Communicating these values, by personal example adhering to them, and ensuring they are met throughout the company cannot be delegated. Conforming to the law is a necessary but not sufficient condition of such an ethos.

Corporate ethical values cannot be delegated because they will often conflict with competitive advantage and achievement of business results. Preserving ethical deniability is not an ethical or ultimately practical business option. "The buck stops here" is an implacable statement of fact; it is called leadership. Therefore "I didn't know" or "I wasn't told" are no defence or excuse.

Keith Farman

St Albans, Hertfordshire

Yvette's selective memory

How exquisite that Yvette Cooper asks in Parliament (report, 7 July): "Why were these allegations not investigated sufficiently at an earlier stage?"

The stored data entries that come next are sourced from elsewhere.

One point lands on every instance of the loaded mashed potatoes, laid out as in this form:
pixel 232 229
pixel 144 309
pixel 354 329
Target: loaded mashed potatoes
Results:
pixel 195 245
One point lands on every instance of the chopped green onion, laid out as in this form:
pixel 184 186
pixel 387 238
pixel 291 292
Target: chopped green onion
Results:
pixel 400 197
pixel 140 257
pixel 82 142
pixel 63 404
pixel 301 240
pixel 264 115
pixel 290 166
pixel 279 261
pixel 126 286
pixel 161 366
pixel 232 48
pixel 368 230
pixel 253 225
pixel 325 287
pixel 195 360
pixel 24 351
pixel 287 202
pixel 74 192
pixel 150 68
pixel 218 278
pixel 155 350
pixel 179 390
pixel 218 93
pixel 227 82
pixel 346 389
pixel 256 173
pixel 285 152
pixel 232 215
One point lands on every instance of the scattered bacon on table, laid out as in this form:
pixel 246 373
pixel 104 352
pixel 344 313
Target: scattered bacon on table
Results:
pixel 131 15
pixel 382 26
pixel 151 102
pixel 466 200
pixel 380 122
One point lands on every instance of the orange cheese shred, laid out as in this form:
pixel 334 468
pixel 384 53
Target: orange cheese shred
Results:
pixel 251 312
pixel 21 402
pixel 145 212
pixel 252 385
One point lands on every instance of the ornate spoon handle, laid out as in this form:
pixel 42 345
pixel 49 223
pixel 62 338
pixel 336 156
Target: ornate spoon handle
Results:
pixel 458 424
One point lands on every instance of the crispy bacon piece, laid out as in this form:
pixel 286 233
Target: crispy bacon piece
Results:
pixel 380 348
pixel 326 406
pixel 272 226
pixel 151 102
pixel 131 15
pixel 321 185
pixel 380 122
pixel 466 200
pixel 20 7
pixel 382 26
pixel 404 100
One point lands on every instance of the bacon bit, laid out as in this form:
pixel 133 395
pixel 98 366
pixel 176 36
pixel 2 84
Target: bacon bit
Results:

As though she had just turned up from somewhere. As though she had not held two Cabinet posts and other ministerial roles in the last administration, during this "earlier stage". Was she not aware that there was every appearance of synergy among the Met Police, the PM who politicised the top job there and News International? I could not see then, nor imagine now, either Blair or the top cop turning over too many stones where Mr Murdoch's interests were concerned.

Colin Standfield

London W7

Shakespeare got there first

Since we're quoting the Bard in relation to the phone-hacking debacle (Letters, 11 July) how about Cardinal Wolsey's lament in Henry VIII: "There was the weight that pull'd me down... All my glories in that one woman I have lost for ever."

Donald Zec

London W14

Staff may been unfairly dismissed

Redundant News of the World staff may have a case for unfair dismissal against News International. If an equivalent paper is launched, such as the much predicted Sun on Sunday, it will show that the News International board believes that there is a market for this sort of product and thus that staff are not being made redundant because their jobs have disappeared or become unviable.

Peter Slessenger

Reading

Potter's prescience

A timely reminder of the ever astute words of Dennis Potter in 1993: "I'm going to get down there in the gutter where so many journalists crawl... what I'm about to do is to make a provenly vindictive and extremely powerful enemy... the enemy in question is that drivel-merchant, global huckster and so-to-speak media psychopath, Rupert Murdoch... Hannibal the Cannibal."

Pepi Barrington

Forest of Dean

Cable was correct

Recent events show that, once again, Vince Cable was spot on – and ahead of the game – in his estimation of News International and its fitness to expand its role in Britain's media.